Eron Duarte Fagundes
Depois do Ensaio Por Eron Duarte Fagundes
| Data: 14/10/2008
Aconteceu no Natal de 1985. Aos trinta anos de idade, amando o cinema e o cinema de Ingmar Bergman na primeira fila, rumei para o saudoso Cinema Um, Sala Vogue: exibiam Depois do ensaio (Efter repetitionen; 1983), o telefilme rodado por Bergman depois que, tendo finalizado Fanny e Alexander (1982), o cineasta sueco anunciou que dava por encerrada sua filmografia para cinema. A verdade é que não gostei da nova experiência televisiva de Bergman: aborreci-me com coisas que amei em outros filmes seus, Sonata de outono (1978) e Da vida de marionetes (1980), o nível despojadíssimo da encenação, o incessante palavrório intelectual, a ingenuidade reflexiva que aqui e ali espreita a ação das personagens. Por que seria? Colocado nos anos 80, comparado com os maiores filmes de então e assentado sobre a filmografia de um dos maiores cineastas do mundo, talvez Depois do ensaio parecesse mesmo muito pequeno.

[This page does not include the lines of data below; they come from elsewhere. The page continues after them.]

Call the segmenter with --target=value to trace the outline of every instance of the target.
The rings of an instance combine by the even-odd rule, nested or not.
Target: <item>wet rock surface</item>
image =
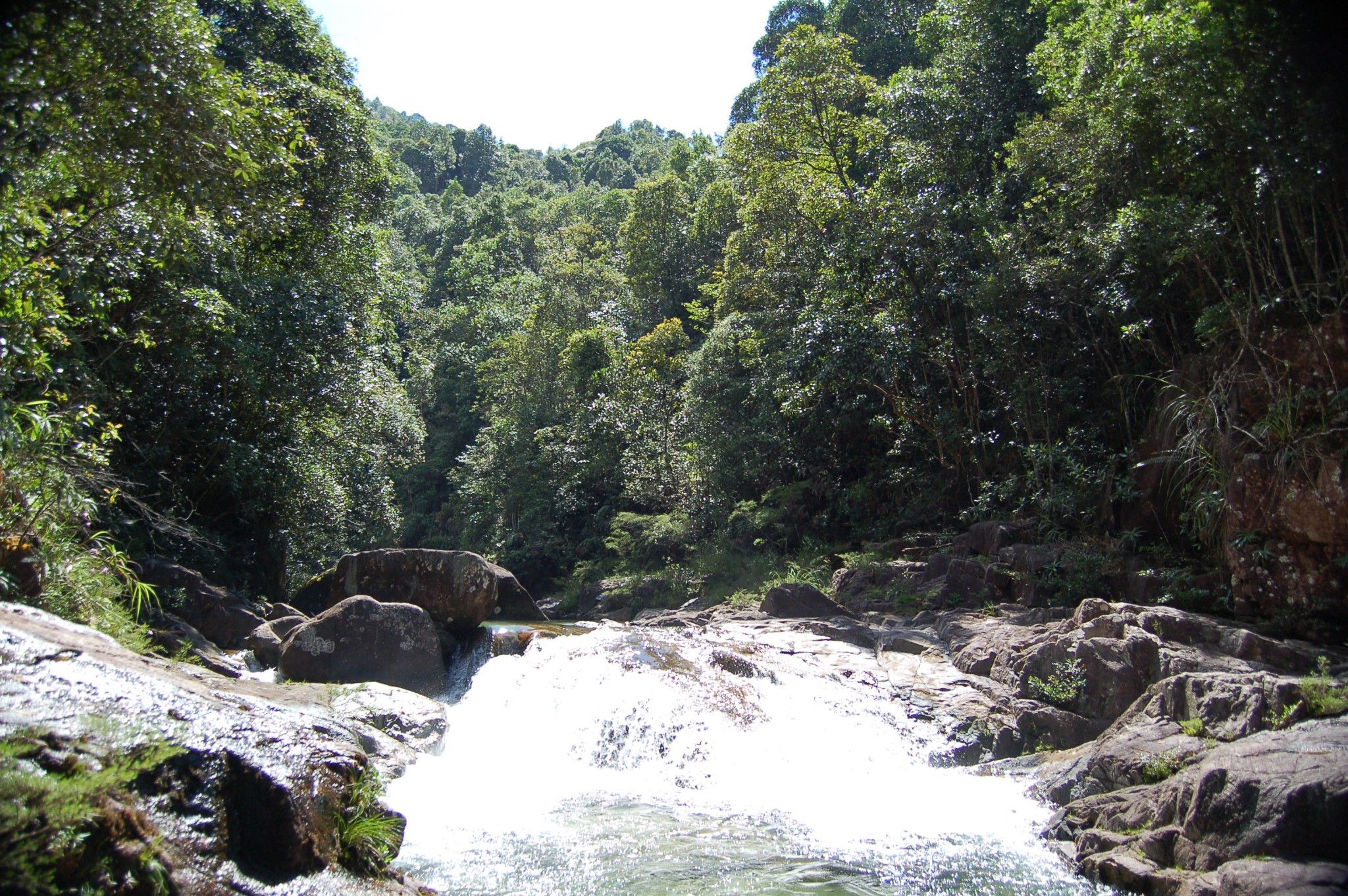
[[[390,702],[390,718],[345,717],[333,697],[322,686],[229,679],[136,655],[92,629],[0,604],[0,734],[42,730],[109,749],[163,738],[182,748],[132,786],[175,892],[418,892],[342,870],[336,818],[350,783],[376,761],[361,738],[392,740],[373,722],[425,722],[402,715],[399,702]]]
[[[302,621],[280,645],[276,666],[302,682],[381,682],[422,694],[445,687],[445,662],[430,614],[412,604],[348,597]]]
[[[469,551],[387,548],[346,554],[330,577],[329,606],[365,594],[383,602],[412,604],[450,633],[470,635],[493,614],[501,573],[506,570]]]
[[[1061,807],[1045,835],[1104,883],[1348,893],[1348,718],[1309,719],[1301,683],[1320,656],[1348,670],[1343,653],[1103,600],[860,621],[689,608],[636,624],[740,632],[880,690],[949,737],[933,763],[1029,775]],[[1042,683],[1065,667],[1080,682],[1047,702]]]

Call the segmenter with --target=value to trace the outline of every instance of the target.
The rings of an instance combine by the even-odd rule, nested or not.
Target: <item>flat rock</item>
[[[140,581],[155,586],[160,604],[170,602],[168,591],[179,591],[182,600],[173,602],[175,614],[220,647],[243,647],[243,640],[263,622],[259,604],[212,585],[197,570],[158,556],[143,556],[136,567]]]
[[[825,596],[824,591],[805,582],[774,585],[763,596],[759,612],[778,618],[826,618],[852,614],[845,606]]]

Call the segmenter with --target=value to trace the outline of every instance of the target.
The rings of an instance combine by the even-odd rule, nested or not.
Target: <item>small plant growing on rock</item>
[[[1076,703],[1085,686],[1086,670],[1078,659],[1054,663],[1047,680],[1038,675],[1030,676],[1030,693],[1045,703],[1053,703],[1062,709]]]
[[[1186,718],[1180,722],[1180,730],[1182,730],[1189,737],[1202,737],[1205,725],[1201,718]]]
[[[1297,714],[1297,710],[1301,709],[1301,705],[1302,702],[1297,701],[1291,706],[1283,706],[1281,713],[1275,713],[1270,709],[1264,714],[1264,721],[1268,722],[1268,725],[1275,730],[1282,730],[1283,728],[1291,725],[1291,722],[1294,721],[1293,715]]]
[[[364,768],[345,792],[337,815],[341,864],[357,874],[381,874],[398,857],[406,821],[384,808],[384,781],[373,768]]]
[[[1143,753],[1142,780],[1147,784],[1159,784],[1184,768],[1184,756],[1178,750],[1167,749],[1165,753]]]
[[[1306,711],[1313,717],[1341,715],[1348,711],[1348,684],[1335,684],[1329,675],[1329,660],[1316,662],[1316,674],[1301,679],[1301,694]]]
[[[128,788],[181,752],[162,738],[116,749],[50,732],[0,738],[0,892],[171,892],[163,835]]]

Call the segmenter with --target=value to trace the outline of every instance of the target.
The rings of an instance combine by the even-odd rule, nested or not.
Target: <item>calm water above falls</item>
[[[1022,784],[798,656],[604,628],[497,656],[390,786],[399,865],[452,893],[1096,893]],[[727,671],[731,670],[731,671]]]

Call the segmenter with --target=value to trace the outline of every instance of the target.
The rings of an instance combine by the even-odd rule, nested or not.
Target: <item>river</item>
[[[627,627],[492,658],[390,786],[398,866],[473,896],[1107,892],[1022,781],[933,767],[930,724],[807,659]]]

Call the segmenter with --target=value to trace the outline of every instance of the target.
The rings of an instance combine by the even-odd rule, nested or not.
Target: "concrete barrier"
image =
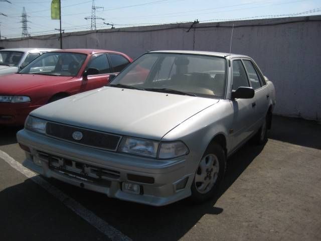
[[[276,90],[275,113],[321,120],[321,16],[125,28],[66,33],[64,48],[232,52],[253,58]],[[3,40],[0,46],[59,48],[58,35]]]

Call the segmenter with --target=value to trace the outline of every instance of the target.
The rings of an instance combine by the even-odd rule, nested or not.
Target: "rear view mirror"
[[[99,70],[95,68],[88,68],[84,72],[84,76],[87,76],[87,75],[92,75],[94,74],[98,74],[99,73]]]
[[[113,79],[114,79],[115,78],[115,77],[116,77],[116,75],[115,74],[110,74],[109,75],[109,77],[108,78],[108,80],[109,81],[109,82],[111,81]]]
[[[250,99],[254,96],[254,90],[250,87],[239,87],[236,90],[232,91],[232,99]]]

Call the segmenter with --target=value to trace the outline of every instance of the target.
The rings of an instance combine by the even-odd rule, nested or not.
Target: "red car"
[[[109,50],[46,53],[19,73],[0,76],[0,125],[23,125],[36,108],[101,87],[109,82],[110,74],[119,72],[132,61]]]

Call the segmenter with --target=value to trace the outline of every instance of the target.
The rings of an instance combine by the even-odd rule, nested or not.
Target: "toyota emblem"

Revisto agora, é claro que não deixa de ser um Bergman menor, mas as características hipnóticas da encenação bergmaniana mostram que sua forte personalidade cinematográfica quase não tem parâmetros no cinema contemporâneo. Bergman dá uma aula de ritmo cinematográfico a que a quase totalidade dos filmes de hoje não tem acesso. Tive a mesma impressão quando revi a obra-prima Apocalypse now (1979), de Francis Ford Coppola, para juntar na referência um filme de setenta minutos (Bergman) e outro de cento e noventa e seis minutos (Coppola). Boa parte dos cineastas atuais não sabe segurar a peteca da linguagem.

Em Depois do ensaio Bergman coloca em cena a discussão da relação de um diretor de teatro com duas atrizes (no palco um texto de Strindberg). Uma delas é sua ex-mulher e ex-atriz. A outra é a atriz de sua atual peça e seu caso do presente. Na primeira parte da fita os diálogos se passam entre o diretor e sua jovem musa de hoje. Depois a jovem fica muda em cena, é uma espectadora silenciosa das brigas do diretor com sua velha ex. Este artifício de testemunha-muda de briga de casal já havia sido utilizado com idêntica mestria por Bergman em Da vida de marionetes: a criatura parece-se a um ícone psicológico e visual. Raros planos gerais (secos, chapados, um quase não-cenário) interrompem os habituais planos próximos de Bergman.

Aconteceu no Natal de 1985. Acordo no outono de 2002. Como tudo está mudado. Inclusive o cinema. (Texto escrito em 20.04.2002 por Eron Fagundes).